Zira farkettim ki; hayatın harala gürelesi içinde kaybolmaya yüz tutan,
-bakmazsam en fazla sıradan bir bağ, bakarsam koca bir dağ- olan nice
güzelliğin bendeki etkisi; tam olarak YAŞAMA SEVİNCİ.
Eğer
debelenirken günlük telaşe içinde, onları fark edip de ayıklamışsam
kalabalıktan, hele bir de ihtimam gösterip o mini minicik ayrıntıların
tozunu, pasını almışsam ve billur gibi gün yüzüne çıkarmış da, gözle
görünür kılmışsam içimde çocuksu ve çok coşkun bir sevinç belirir ve
buna da ancak Yaşama Sevinci denir.
“Bir kez daha anlıyorum ki; benim için ayrıntılardır yaşamı güzel ve coşkun kılan, kaba hatlar değil asla! Ve ayrıntıları sevdiğim için yaşama sevinciyle doluyorum sıklıkla.”
.
Kusursuz
bir büyük resim değil, herhangi bir resimdeki minik, belki de yamuk ama
yaşamsal bir detay beni benden alabiliyor mesela. Işık ve ışık oyunları,
minik bir gölge, bir esintiyle rakseden yapraklar, küçük bir gölet,
gölete düşen damlalar, en çok bir çocuk varlığı, o çocuğun mekana
kattıkları, uzanmış minik bir el, fotoğraf karesinde bozduğu varsayılan
ama bence en güzeli katan hamle vesaire…
.
İşte bu
yüzden içimdeki sessiz ama çok coşkun sevince yeni bir sayfa açtım ve
oraya dair keyifle yazıyorum. Biraz Mutluluk Dersleri gibi ama Mutluluk
Dersleri’ndeki mutluluktan öte bir durum aslında içimdeki. Sanki gözüme
gözüme soktuğum nice dersin bir ileri aşaması gibi. Sanki şükrün ikramı
gibi. Önceki gibi kendime dayattığım birşey de değil üstelik, sadece
onların vesile olduğu yeni ve parlak bir yol gibi. Kendiliğinden önüme
serilmiş bulduğum şükürler olsun ki.
..Arka bahçemi dolduran sabah güneşi.. Aldıkları ışıkla kuru dalların güneşe dönük yüzünün ışıması cevher gibi, parıldaması.. Bayıldığım çamaşır seremonisi… Mis gibi kokan beyaz çamaşırlar.. Hele bu çamaşırlara değen gölgeli ışık… Bir esintiyle etekleri uçuşan çamaşırlar ve burna dolan temizlik kokusu…

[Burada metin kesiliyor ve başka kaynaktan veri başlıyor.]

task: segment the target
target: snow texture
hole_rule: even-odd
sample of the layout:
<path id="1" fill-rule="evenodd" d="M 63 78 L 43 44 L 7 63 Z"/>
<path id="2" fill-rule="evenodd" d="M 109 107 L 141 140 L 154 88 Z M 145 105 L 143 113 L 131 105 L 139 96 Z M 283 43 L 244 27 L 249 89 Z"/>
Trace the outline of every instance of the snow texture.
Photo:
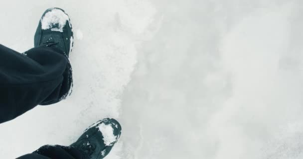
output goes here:
<path id="1" fill-rule="evenodd" d="M 112 146 L 118 139 L 118 136 L 114 135 L 114 129 L 111 124 L 102 123 L 98 126 L 99 131 L 102 133 L 103 141 L 106 146 Z"/>
<path id="2" fill-rule="evenodd" d="M 63 32 L 63 27 L 66 24 L 66 21 L 70 24 L 68 16 L 63 11 L 58 9 L 53 9 L 47 12 L 41 19 L 42 29 L 49 29 L 52 31 Z M 54 27 L 56 25 L 58 27 Z"/>
<path id="3" fill-rule="evenodd" d="M 66 11 L 84 38 L 76 32 L 72 95 L 0 124 L 0 158 L 69 145 L 110 117 L 123 131 L 107 159 L 303 159 L 302 6 L 3 1 L 1 44 L 30 49 L 37 22 L 53 6 Z"/>

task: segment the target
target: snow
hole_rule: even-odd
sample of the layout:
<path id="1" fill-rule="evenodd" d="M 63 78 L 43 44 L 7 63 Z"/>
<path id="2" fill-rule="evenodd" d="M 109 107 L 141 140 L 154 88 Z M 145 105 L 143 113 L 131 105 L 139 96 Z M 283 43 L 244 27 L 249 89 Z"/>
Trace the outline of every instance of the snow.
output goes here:
<path id="1" fill-rule="evenodd" d="M 1 158 L 69 145 L 110 117 L 123 131 L 108 159 L 302 159 L 303 4 L 5 1 L 0 43 L 31 48 L 54 5 L 76 36 L 72 95 L 0 124 Z"/>
<path id="2" fill-rule="evenodd" d="M 76 37 L 77 37 L 77 39 L 78 40 L 81 40 L 83 39 L 83 33 L 81 30 L 77 30 L 77 32 L 76 32 Z"/>
<path id="3" fill-rule="evenodd" d="M 102 133 L 103 141 L 106 146 L 112 146 L 118 139 L 118 136 L 114 135 L 114 129 L 111 124 L 102 123 L 98 126 L 99 131 Z"/>
<path id="4" fill-rule="evenodd" d="M 41 19 L 42 29 L 43 30 L 49 29 L 52 31 L 63 32 L 63 27 L 66 24 L 66 21 L 69 23 L 68 16 L 61 10 L 53 9 L 47 12 Z M 58 25 L 58 28 L 53 27 L 54 25 Z"/>

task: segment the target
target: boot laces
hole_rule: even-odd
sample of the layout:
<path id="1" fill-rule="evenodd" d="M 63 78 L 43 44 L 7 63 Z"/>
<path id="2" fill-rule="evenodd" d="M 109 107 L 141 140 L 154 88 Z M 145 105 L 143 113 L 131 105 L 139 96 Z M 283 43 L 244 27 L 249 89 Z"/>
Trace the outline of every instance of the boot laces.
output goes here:
<path id="1" fill-rule="evenodd" d="M 59 42 L 46 42 L 45 43 L 43 43 L 43 45 L 46 47 L 50 47 L 50 46 L 54 46 L 54 45 L 56 45 L 57 44 L 58 44 Z"/>
<path id="2" fill-rule="evenodd" d="M 91 144 L 90 144 L 89 145 L 87 145 L 86 144 L 83 144 L 81 145 L 80 149 L 86 154 L 91 155 L 95 152 L 96 147 L 94 145 Z"/>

.Öğrenmeye olan daimi hevesim ve öğrendiklerimle cezbedişim… Hele ki faydalıysa bu bilgi ve doyuruyorsa beni… Misalen öğrendiğim bir dua, unutmayayım diye gözönüne not düştüğüm ve her okuduğumda ruhumda ümit çiçeklerinin açtığı ve bu vesileyle aydınlanma yaşadığım… Ve ışık, her daim ışık… Arka penceremden ön pencereme dek uzanmış, odamı baştan başa yaran güneş ışığı ve oluşturduğu muazzam gölgelikler…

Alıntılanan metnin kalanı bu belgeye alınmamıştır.